Following Athens’ first-ever Martin Luther King Jr. Holiday Parade and Festival, which kicks off at the corner of Hull Street and Hancock Avenue Monday, Jan. 16 at 3 p.m., the 40 Watt will host an accompanying concert, dubbed Athens in Harmony Redux. The event was conceived during a City Hall vigil in July 2016 that was held in response to the Dallas police killings, as well as the police shootings of African Americans Alton Sterling and Philando Castile.
Athens in Harmony organizer Pat Priest was at that vigil. “I thought, when looking at Mokah [Johnson], ‘Now is the time, and these are the people.’” Johnson, the co-founder of the Athens Hip Hop Awards and a leader of the Athens Anti-Discrimination Movement, had helped organize the rally, and Priest thought she and her husband, Knowa, would be perfect candidates to help transform her idea into reality.
To complete the team, Priest brought Athens-Clarke County Police Chief Scott Freeman on board. In a time when so much tension exists between police and the black community, Freeman’s involvement added to the power of the first Athens in Harmony event, which took place Oct. 30 at The Foundry. “This community is diverse in every arena,” says Freeman, “and diversity should not only be accepted, but should be embraced at every level.”
At the October concert, musicians of varying cultural backgrounds, races and genres were paired up for collaborative performances. Priest says it was fun to see what songs artists chose, especially with the genre crossovers involved. Many chose protest songs from the 1960s that still carry meaning today. Most of the songs were also written and originally performed by black artists, bringing even greater significance to the performances, as the audience was reminded of how much the black community has contributed to American culture. Johnson says the successful event “reflected a new Athens, a more diverse [Athens]—a community that supports justice and equality.”

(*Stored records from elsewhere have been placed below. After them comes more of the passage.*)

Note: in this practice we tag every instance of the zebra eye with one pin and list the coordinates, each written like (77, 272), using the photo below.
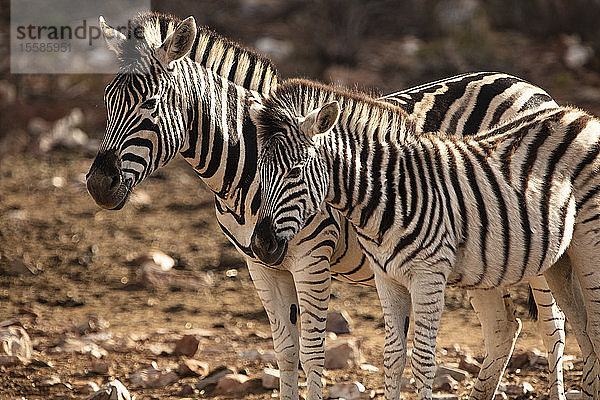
(149, 104)
(294, 172)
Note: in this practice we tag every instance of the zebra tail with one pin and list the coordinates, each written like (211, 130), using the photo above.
(533, 311)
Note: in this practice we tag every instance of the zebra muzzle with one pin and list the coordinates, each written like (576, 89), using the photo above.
(265, 245)
(105, 182)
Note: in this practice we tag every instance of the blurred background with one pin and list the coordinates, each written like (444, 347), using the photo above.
(63, 259)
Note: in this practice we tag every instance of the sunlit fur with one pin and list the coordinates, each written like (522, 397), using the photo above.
(217, 141)
(434, 209)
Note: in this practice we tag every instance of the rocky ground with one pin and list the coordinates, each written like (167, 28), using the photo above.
(155, 297)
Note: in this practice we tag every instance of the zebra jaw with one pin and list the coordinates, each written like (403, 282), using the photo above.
(106, 184)
(265, 245)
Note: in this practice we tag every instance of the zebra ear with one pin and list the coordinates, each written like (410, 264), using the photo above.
(179, 43)
(114, 38)
(321, 120)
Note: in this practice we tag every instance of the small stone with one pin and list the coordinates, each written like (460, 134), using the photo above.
(270, 378)
(520, 360)
(574, 395)
(42, 363)
(157, 272)
(214, 377)
(153, 378)
(101, 367)
(407, 384)
(231, 384)
(469, 364)
(265, 356)
(87, 388)
(191, 367)
(518, 389)
(93, 324)
(369, 367)
(50, 381)
(187, 346)
(113, 390)
(342, 354)
(18, 267)
(72, 345)
(455, 373)
(15, 346)
(338, 322)
(444, 396)
(348, 391)
(445, 383)
(188, 390)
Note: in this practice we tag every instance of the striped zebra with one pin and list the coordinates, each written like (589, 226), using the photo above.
(196, 105)
(479, 212)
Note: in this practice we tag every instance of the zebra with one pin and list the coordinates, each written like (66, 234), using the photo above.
(220, 76)
(479, 212)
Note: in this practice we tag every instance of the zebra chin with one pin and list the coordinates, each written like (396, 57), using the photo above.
(113, 199)
(266, 246)
(271, 258)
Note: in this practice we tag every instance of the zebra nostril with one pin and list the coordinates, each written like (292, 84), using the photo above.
(272, 245)
(115, 182)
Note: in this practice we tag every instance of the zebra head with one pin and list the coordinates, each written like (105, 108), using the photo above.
(146, 114)
(293, 176)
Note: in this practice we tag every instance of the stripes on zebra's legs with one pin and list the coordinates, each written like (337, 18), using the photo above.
(500, 331)
(427, 295)
(278, 294)
(313, 283)
(551, 323)
(396, 305)
(565, 288)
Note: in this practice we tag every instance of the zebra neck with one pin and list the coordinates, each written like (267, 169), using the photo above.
(221, 143)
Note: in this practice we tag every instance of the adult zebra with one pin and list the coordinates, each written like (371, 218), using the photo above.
(160, 105)
(480, 212)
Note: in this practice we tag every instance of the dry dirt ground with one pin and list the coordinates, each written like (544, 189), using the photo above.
(81, 258)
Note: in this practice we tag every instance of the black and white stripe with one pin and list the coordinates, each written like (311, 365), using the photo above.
(483, 212)
(199, 109)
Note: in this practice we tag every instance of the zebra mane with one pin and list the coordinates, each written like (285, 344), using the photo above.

With the looming inauguration of President-elect Trump, Priest decided to hold another Athens in Harmony event on MLK Day. Ten duos will perform, many of which are returning pairs from the October concert. Priest hopes the event and its timing will allow people of all races, creeds and lifestyles to come together as one community—to step out of their comfort zones and get to know one another.
“I hope the event does more than just bring awareness,” says Darrin Ellison, who performs as the rapper Elite the Showstoppa. “I hope it shows unity. I hope it brings clarity. I hope people walk away with a more open-minded outlook on the human race.”
In the face of recent hate speech and hate crimes nationwide, Caroline Aiken, Ellison’s performance partner at the event, wants to be “the first one to say, ‘Not in my name!” she says. “That’s pretty much why I’m there. That’s not gonna happen on my watch. The more that people do that, the better off we’ll be.”
Themes of love and togetherness drive Athens in Harmony. Aiken says she loved how diverse the crowd was at the first installment. “When I go to a show, it’s normally all black [or] all white, depending on the performer,” she says.
It is this mixing together that breaks down the barriers of racism and bias, says Freeman, adding, “As a community, we must take appropriate steps to set community norms that no form of discrimination will be tolerated.” As artists gets to know other artists, and audience members get to know others in attendance, the hope is that this tolerance of discrimination breaks down.
“People are pretty much afraid of the unknown,” says Aiken. “The more they understand someone, the less they’ll be afraid of them.” So, Freeman urges, “Come out and let the music unite.”